Identidad trans y novela de formación

Camila Sosa Villada, Las malas, Tusquets, 2020.

Las malas (2019) es una obra que refleja el propósito de Camila Sosa Villada de (re)escribirse tanto metafóricamente, a través de la creación de un estilo muy particular y de la elaboración de un género novelesco propio, como materialmente, funcionando como una crónica de su ritual de metamorfosis de género, y nos invita a transitar con ella el terror de su mutación, la conclusión de su hechizo: “una travesti es algo muy difícil de explicar,” nos dice. La novela acomete el propósito de escribir la transexualidad desde la perspectiva de una cofradía de travestis que se reúnen en el Parque Sarmiento de la ciudad de Córdoba, en Argentina. Es así que tiene algo de recopilación del folklore travesti, de cancionero de las desdichas transgénero.

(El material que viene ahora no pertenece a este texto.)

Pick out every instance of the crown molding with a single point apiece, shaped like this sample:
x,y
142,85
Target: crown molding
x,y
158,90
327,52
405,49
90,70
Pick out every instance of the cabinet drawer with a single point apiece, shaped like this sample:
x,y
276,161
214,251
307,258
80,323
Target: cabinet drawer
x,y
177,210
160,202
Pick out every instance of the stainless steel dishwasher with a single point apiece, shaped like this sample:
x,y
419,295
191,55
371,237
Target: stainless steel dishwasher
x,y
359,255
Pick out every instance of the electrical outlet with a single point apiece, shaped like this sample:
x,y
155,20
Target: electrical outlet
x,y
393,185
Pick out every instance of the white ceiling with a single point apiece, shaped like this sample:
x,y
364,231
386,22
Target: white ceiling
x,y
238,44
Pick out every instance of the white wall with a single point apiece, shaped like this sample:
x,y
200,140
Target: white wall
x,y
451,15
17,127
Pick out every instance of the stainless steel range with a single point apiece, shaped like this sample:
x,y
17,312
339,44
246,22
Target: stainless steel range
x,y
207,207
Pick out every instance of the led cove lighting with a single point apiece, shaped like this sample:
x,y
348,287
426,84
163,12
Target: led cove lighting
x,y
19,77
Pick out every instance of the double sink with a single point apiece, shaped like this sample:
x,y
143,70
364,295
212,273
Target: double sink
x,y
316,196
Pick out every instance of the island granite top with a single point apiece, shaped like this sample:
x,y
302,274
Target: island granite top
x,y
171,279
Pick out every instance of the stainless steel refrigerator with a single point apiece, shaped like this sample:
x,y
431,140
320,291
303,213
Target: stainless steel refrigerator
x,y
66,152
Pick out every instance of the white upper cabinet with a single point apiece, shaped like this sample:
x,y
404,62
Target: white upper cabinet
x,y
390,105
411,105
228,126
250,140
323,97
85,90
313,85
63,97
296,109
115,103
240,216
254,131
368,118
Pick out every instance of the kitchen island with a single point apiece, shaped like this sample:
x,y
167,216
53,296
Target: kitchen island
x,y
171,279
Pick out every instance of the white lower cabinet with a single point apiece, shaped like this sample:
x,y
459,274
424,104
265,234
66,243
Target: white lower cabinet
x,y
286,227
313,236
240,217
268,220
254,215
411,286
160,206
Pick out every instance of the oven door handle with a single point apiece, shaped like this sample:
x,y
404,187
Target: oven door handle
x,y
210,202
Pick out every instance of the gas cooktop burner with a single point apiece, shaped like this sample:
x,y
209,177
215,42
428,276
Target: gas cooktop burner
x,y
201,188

El proceso de negociación de la propia identidad frente a los parámetros culturales recibidos pasa por la asunción del cuerpo como destino. La materialidad del cuerpo – “Nuestro cuerpo es nuestra patria,” se dice hacia el final – se ofrece como asidero existencial; el ser se despliega en las inmensas oportunidades de performatividad que el cuerpo ofrece a la mujer transgénero. La posibilidad de realización personal se encuentra en el doblegamiento del cuerpo a los dictados de la violencia y el deseo. La vida travesti se presenta como revelación, como destino manifiesto. La elucubración de esta identidad trans no es ajena a la cuestión de la interseccionalidad: género, raza y clase social, y la visión de la existencia transgénero como residuo del capitalismo son los elementos en los que se desenvuelve la proyección del yo.

El texto de Las malas, igualmente que el cuerpo travestido de su galería de personajes, exhibe las huellas de la violencia y el dolor infligido contra la comunidad transgénero. El texto, en el acto de escribirse, de igual modo que el cuerpo transgénero ha finalmente devenido un escenario de violencia. Las marcas del cuerpo son los signos que atestiguan el cuestionamiento de la autenticidad de la identidad transgénero. Asimismo, la autenticidad del texto en cuanto artefacto literario también ha venido a ser cuestionada, primera y llamativamente, desde el propio prólogo de Juan Forn.  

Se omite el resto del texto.